Wednesday, October 15, 2014

Android Lollipop Unwrapped



The Latest Version of Google’s Mobile Operating System Android 5.0 Lollipop's most obvious new features come in the form of visual enhancements and user interface changes, which Google has dubbed Material Design. The platform has new, more fluid animations, a cleaner design with a bolder color palette, a revamped multittasking menu, and offers new ways to interact with your voice. Many of the new Material Design features can be seen in the recent updates that Google has released for its own Android apps such as Google+. The Material Design initiative is meant to unify the software's look and feel across various form factors, whether that's a tablet, smartphone, home media streamer, or something else.

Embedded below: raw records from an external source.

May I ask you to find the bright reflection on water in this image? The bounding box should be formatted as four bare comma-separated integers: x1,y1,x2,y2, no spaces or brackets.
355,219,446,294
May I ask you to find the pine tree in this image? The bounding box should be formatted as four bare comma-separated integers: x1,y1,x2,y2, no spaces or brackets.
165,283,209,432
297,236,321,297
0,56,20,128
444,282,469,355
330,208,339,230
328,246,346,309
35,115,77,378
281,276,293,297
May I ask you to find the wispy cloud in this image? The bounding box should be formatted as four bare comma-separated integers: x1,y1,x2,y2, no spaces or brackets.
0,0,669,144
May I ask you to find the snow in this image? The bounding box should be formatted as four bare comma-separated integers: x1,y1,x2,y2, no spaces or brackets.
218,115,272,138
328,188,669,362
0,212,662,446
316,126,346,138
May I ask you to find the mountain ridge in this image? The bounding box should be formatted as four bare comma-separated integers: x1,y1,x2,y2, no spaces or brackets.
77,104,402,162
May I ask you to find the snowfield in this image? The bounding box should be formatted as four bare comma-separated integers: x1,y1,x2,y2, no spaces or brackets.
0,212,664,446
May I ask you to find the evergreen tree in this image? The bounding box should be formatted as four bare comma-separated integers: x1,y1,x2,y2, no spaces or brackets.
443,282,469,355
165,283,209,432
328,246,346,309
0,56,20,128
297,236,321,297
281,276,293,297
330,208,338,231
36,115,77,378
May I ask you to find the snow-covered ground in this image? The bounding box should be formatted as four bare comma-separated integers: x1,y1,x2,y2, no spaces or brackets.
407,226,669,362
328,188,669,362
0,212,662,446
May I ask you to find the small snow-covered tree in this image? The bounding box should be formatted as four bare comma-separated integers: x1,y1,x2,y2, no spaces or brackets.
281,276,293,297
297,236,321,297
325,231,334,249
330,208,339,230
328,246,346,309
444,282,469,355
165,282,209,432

In addition to a visual overhaul, Lollipop brings over 5,000 new APIs for developers to tap into and lets multiple different Android devices with various form factors work better together. Google says that things such as songs, photos, apps, and recent searches can be seamlessly synced across various Android devices. Lollipop also includes new notification controls to limit alerts during meetings and other times, a new battery saver mode that can eke out 90 more minutes of life between charges, multiple user accounts, guest user modes, and new ways to secure your device via trusted Bluetooth connections. Lollipop will also include a protection against resetting the phone to factory defaults, which is designed to make it difficult for phone thieves to use a stolen device. Many of these features have been implemented by various Android device makers on their own smartphones and tablets for some time, but Google is now making sure they are part of the core Android experience.

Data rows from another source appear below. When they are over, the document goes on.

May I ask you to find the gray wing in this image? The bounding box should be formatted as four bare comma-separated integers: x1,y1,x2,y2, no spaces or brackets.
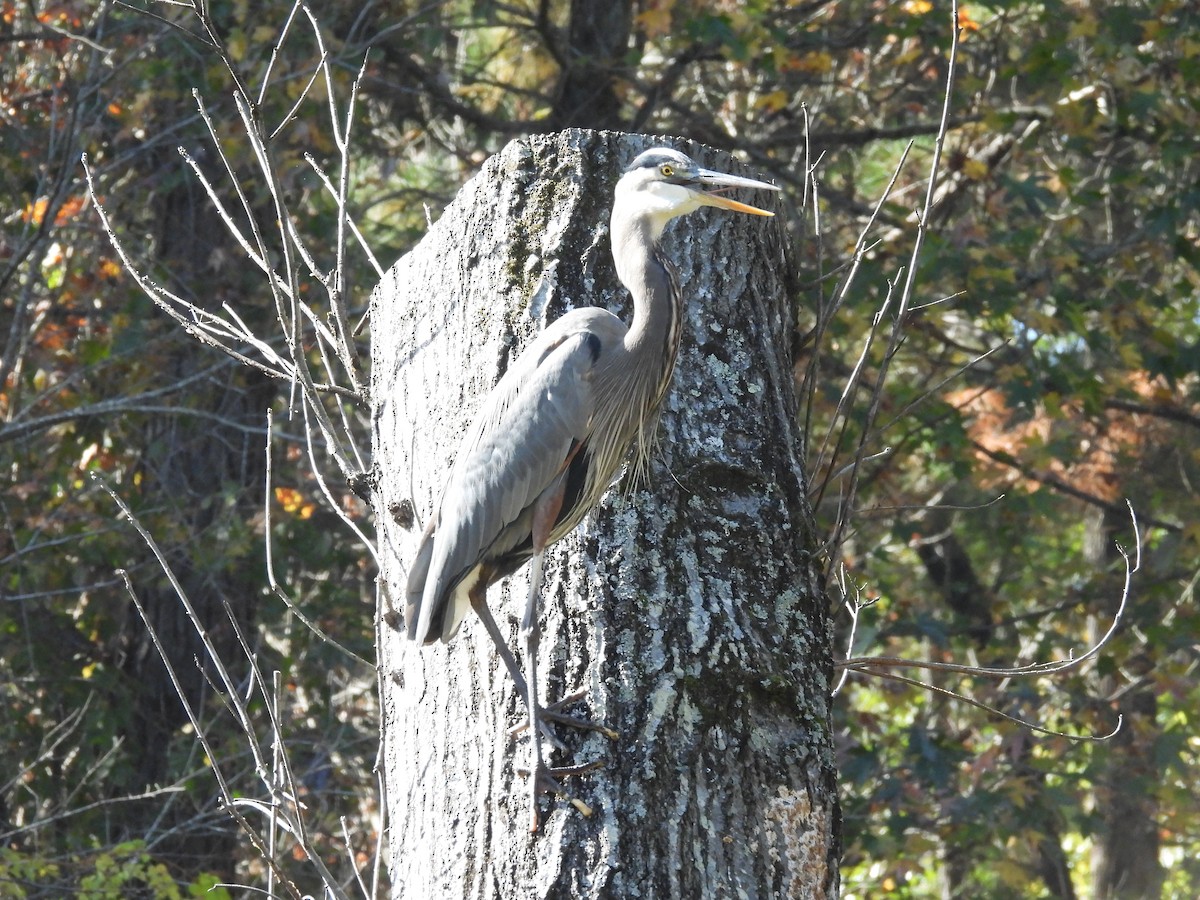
406,319,607,643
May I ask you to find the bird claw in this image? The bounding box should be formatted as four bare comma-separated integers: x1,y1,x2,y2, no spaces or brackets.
517,760,604,832
509,690,620,750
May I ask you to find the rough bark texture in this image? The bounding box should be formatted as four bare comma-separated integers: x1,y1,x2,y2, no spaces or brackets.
372,131,840,898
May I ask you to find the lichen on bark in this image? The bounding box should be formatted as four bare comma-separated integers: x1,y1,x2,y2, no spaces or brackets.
371,131,839,898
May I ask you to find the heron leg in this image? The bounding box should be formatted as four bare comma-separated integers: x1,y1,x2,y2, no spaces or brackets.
460,595,604,750
521,542,549,832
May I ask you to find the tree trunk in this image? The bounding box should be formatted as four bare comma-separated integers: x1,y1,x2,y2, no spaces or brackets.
371,131,840,898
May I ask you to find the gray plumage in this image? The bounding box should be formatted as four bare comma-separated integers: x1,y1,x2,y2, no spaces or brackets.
404,148,778,828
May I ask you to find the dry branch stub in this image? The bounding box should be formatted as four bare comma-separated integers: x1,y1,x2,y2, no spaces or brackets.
371,131,840,898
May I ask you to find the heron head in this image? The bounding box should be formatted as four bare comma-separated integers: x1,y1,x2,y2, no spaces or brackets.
613,146,779,236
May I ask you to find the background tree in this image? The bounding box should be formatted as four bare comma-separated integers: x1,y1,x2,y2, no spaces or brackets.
0,0,1200,896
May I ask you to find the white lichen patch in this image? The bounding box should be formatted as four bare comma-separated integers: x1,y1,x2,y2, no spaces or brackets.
766,785,833,900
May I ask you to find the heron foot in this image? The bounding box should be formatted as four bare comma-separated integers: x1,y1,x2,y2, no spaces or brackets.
509,690,620,750
517,760,604,832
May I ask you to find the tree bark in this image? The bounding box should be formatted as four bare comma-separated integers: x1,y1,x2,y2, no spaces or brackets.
371,131,840,898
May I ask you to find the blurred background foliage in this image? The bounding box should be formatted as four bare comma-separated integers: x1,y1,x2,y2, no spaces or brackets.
0,0,1200,898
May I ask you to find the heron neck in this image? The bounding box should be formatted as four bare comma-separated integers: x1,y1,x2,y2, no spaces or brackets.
612,215,682,366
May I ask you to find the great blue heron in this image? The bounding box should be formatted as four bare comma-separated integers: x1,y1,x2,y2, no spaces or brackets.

Android 5.0 Lollipop is a big release for Google — it's the most significant visual update to Android since 4.0 Ice Cream Sandwich was released in 2011, and it lays the foundation for Android to grow as a platform outside of smartphones and tablets. Google is very clearly pushing Android as the software for the future, and it wants Android to be on every connected device we interact with. Lollipop is the first step to getting there.